A new study led by bioengineers at the University of California, San Diego defines the core set of genes and functions that a bacterial cell needs to sustain life. The research, which answers the fundamental question of what minimum set of functions bacterial cells require to survive, could lead to new cell engineering approaches for E. coli and other microorganisms, the researchers said.
The findings are published online in the early edition of Proceedings of the National Academy of Sciences.
This core set of genes is “the smallest common denominator that microbes need to have to become functional,” said Bernhard Palsson, the Galetti Professor of Bioengineering at UC San Diego and corresponding author on the paper. “If the cell lacks any of the genes from this set, the cell can neither function nor survive.”
According to the researchers, these findings could open up new avenues for cell engineering applications. Consider, for example, the genetic engineering of microbes to make value-added chemicals. This engineering process is typically done by making changes to the genetic makeup of a cell, which can end up toying with the cell’s core genes and functions, resulting in a “sick” cell.
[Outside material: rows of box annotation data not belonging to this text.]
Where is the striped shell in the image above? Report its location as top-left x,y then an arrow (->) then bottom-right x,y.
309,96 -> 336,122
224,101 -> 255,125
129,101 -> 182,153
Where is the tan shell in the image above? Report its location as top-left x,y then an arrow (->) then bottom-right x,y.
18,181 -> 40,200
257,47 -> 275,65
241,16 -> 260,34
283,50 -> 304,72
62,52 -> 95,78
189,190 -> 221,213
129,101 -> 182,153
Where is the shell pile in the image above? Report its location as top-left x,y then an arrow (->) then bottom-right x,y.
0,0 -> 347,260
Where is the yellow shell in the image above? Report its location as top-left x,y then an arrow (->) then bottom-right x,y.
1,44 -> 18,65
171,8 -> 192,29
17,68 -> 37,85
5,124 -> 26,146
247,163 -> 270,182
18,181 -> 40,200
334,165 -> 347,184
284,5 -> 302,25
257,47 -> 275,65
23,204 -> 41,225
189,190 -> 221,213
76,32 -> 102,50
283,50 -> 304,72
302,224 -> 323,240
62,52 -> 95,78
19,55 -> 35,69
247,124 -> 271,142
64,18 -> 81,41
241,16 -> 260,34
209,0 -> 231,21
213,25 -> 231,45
Rather than risk compromising the cell’s core genes and functions, a new engineering approach could involve building the cell starting with the core set and adding on the extra desired functions, like chemical production. The PNAS paper presents the minimum core components that are absolutely necessary to include in the blueprints of an engineered cell.
“By defining the vital set of genes and functions that need to always be present in a cell to sustain life, we can begin to realize new ways to engineer a cell to optimize production of a desired product without sacrificing the cell’s health,” said Laurence Yang, a postdoctoral researcher in Palsson’s Systems Biology Research Group at UC San Diego and a co-first author of the paper.
The work, led by Palsson’s research group at UC San Diego Jacobs School of Engineering, is a collaborative effort with numerical and statistical experts from Stanford University.
Defining the core set of genes and functions for cellular life
In this study, the researchers defined the core set of genes and functions as the “paleome,” referring to the ancestral genes and proteins that are at the heart of sustaining life for microbial cells.
“Other approaches have tried to define the paleome by comparing genome sequences and finding the gene portfolio that seemed to be similar in all of these sequences. This just defines the minimal genome. Our definition of the paleome takes a more comprehensive approach. It is a systems-biology-based definition that takes into account not just the minimum set of genes, but also the minimum set of functions, reactions and processes needed to build a cell,” said Palsson.
The team’s approach to define the paleome is based on a genome-scale computational model for cellular growth in E. coli. The researchers developed this model to account for all the metabolic and gene expression processes in the cell. Using this model, the researchers simulated the growth of a well-studied strain of E. coli across 333 different growth conditions. In each simulated growth condition, the main nutrient source of the growth medium (carbon, nitrogen, phosphorus, or sulfur source) was varied. The team observed which set of genes was consistently expressed throughout all the different growth environments and used this set to construct the paleome. In total, the team identified 356 genes that were expressed in all of these simulations.
“Our paleome definition is representative of core function not only in the well-studied strain of E. coli, but also in another strain of E. coli and three other microorganisms. We are hoping to use this paleome as a starter kit to rapidly build a new generation of genome-scale cellular growth models for other organisms,” said Yang.
“Big Data to Knowledge”
“This study is an example of what’s called a ‘Big Data to Knowledge’ study,” added Palsson.
“We are demonstrating that we can take large data sets, integrate them together and analyze them to generate knowledge. In this case, we have used large amounts of experimental data and integrated them in the form of a computational model to arrive at our systems biology definition of the paleome.”